Supported by the healthy increase in ASP and GFA delivered, gross profit in 9M 2018 rose 60.4% or RMB3.936 billion to RMB10.451 billion in 9M 2018 as compared to RMB6.515 billion in 9M 2017. Gross profit margin grew by 0.9 percentage point to 46.3% in 9M 2018 from 45.4% in 9M 2017.

Rising in tandem with the 9M 2018 gross profit, profit attributable to owners of the Company similarly rose 62.4% to RMB3.288 billion in 9M 2018, surpassing the RMB3.216 billion achieved in FY 2017. Earnings per share on a fully diluted basis rose 62.9% to 170.21 Renminbi cents in 9M 2018 as compared to 104.46 Renminbi cents in 9M 2017.

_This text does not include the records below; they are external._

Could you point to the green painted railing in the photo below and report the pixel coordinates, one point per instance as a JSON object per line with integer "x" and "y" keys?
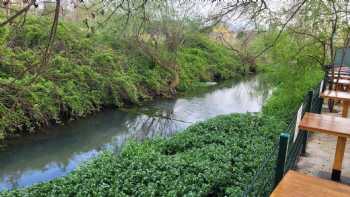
{"x": 284, "y": 155}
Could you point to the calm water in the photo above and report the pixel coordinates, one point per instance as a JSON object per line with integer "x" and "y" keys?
{"x": 58, "y": 150}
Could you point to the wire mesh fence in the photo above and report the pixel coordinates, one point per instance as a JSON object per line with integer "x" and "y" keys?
{"x": 284, "y": 155}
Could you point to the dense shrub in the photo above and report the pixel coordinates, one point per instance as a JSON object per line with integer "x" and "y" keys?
{"x": 87, "y": 73}
{"x": 216, "y": 157}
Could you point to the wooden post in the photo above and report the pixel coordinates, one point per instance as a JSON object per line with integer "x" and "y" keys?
{"x": 345, "y": 109}
{"x": 338, "y": 159}
{"x": 281, "y": 158}
{"x": 307, "y": 109}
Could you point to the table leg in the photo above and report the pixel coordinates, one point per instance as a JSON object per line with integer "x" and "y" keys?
{"x": 345, "y": 109}
{"x": 338, "y": 159}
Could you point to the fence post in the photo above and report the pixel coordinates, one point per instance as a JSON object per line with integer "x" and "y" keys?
{"x": 307, "y": 109}
{"x": 281, "y": 157}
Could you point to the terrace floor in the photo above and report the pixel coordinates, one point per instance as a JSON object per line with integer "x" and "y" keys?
{"x": 320, "y": 151}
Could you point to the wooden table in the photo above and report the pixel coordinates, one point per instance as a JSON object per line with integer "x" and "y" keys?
{"x": 336, "y": 126}
{"x": 341, "y": 83}
{"x": 339, "y": 96}
{"x": 342, "y": 76}
{"x": 295, "y": 184}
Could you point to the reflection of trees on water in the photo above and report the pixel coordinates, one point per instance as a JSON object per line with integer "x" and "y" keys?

Profit attributable to owners of the Company excluding net foreign exchange effect (“core profit”) in 9M 2018 rose significantly by 48.4% to approximately RMB3.184 billion compared to RMB2.146 billion in 9M 2017 on the back of sustained demand for its high-quality developments. Attributable to the Group’s prudent financial policies, Yanlord maintained a healthy cash and cash equivalents position of RMB10.606 billion as at 30 September 2018.

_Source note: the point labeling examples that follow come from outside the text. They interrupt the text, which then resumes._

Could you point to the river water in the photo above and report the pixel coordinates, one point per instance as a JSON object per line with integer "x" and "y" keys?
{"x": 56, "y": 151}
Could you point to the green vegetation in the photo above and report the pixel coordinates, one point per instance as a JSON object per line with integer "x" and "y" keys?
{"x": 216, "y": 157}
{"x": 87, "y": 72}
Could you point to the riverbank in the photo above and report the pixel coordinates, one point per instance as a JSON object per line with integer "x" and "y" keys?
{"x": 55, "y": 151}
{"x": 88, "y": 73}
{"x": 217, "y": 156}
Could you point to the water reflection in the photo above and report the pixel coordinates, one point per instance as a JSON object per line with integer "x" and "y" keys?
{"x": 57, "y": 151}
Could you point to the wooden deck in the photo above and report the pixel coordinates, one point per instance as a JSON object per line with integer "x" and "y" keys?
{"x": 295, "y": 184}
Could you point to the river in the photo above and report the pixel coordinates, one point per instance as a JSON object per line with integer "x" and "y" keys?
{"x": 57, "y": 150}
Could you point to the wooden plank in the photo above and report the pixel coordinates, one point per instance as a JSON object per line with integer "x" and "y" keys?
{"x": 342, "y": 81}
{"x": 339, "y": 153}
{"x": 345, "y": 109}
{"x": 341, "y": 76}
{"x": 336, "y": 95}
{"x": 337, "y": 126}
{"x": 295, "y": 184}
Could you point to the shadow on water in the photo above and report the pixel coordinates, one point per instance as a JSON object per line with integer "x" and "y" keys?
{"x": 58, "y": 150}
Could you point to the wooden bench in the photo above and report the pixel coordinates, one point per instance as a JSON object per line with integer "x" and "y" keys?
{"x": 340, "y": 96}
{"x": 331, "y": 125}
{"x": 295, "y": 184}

Moving forward, the Group will continue to launch new projects and new batches of its existing projects in 4Q 2018 namely, Yanlord Riverbay (Phase 3) (仁恒滨河湾三期) in Chengdu, Hangzhou Intelligent City Project - Commercial Land Parcels (Phase1) (杭州传化科技城项目 - 国际商贸园一期) in Hangzhou, Yanlord Phoenix Hill (Phase 1) (凤凰山居一期) and Yanlord Taoyuan Gardens (桃园世纪华庭) in Nanjing, New Tang’s Mansion (浅棠平江) in Suzhou, Yiwan Gardens (依湾花园), Yanlord Majestive Mansion (仁恒海和院) and The Mansion In Park (Phase 1) (仁恒公园世纪一期) in Tianjin and Wuhan Metropolis Project (武汉大都会项目).

 

Subsequent to the end of the period under review, Yanlord launched the first batch of villas at its Yanlord Phoenix Hill (Phase 1) (凤凰山居一期) in Nanjing. Opening to healthy responses from the market, approximately 88% of the 80 villas launched were sold within two hours of the opening garnering approximately RMB541 million in contracted pre-sales.

 

Commenting on the Group’s financial performance, Mr. Zhong Sheng Jian, Yanlord’s Chairman and Chief Executive Officer, said, “Driven by sustainable home buyers’ demand for our high-quality developments, we achieved a commendable 48.4% growth in core profit in 9M 2018. Riding on the strong momentum, we are positive about the outlook for FY 2018 and will continue to build on our strong brand equity and premium landbank to further enhance our future pre-sales accumulation efforts.”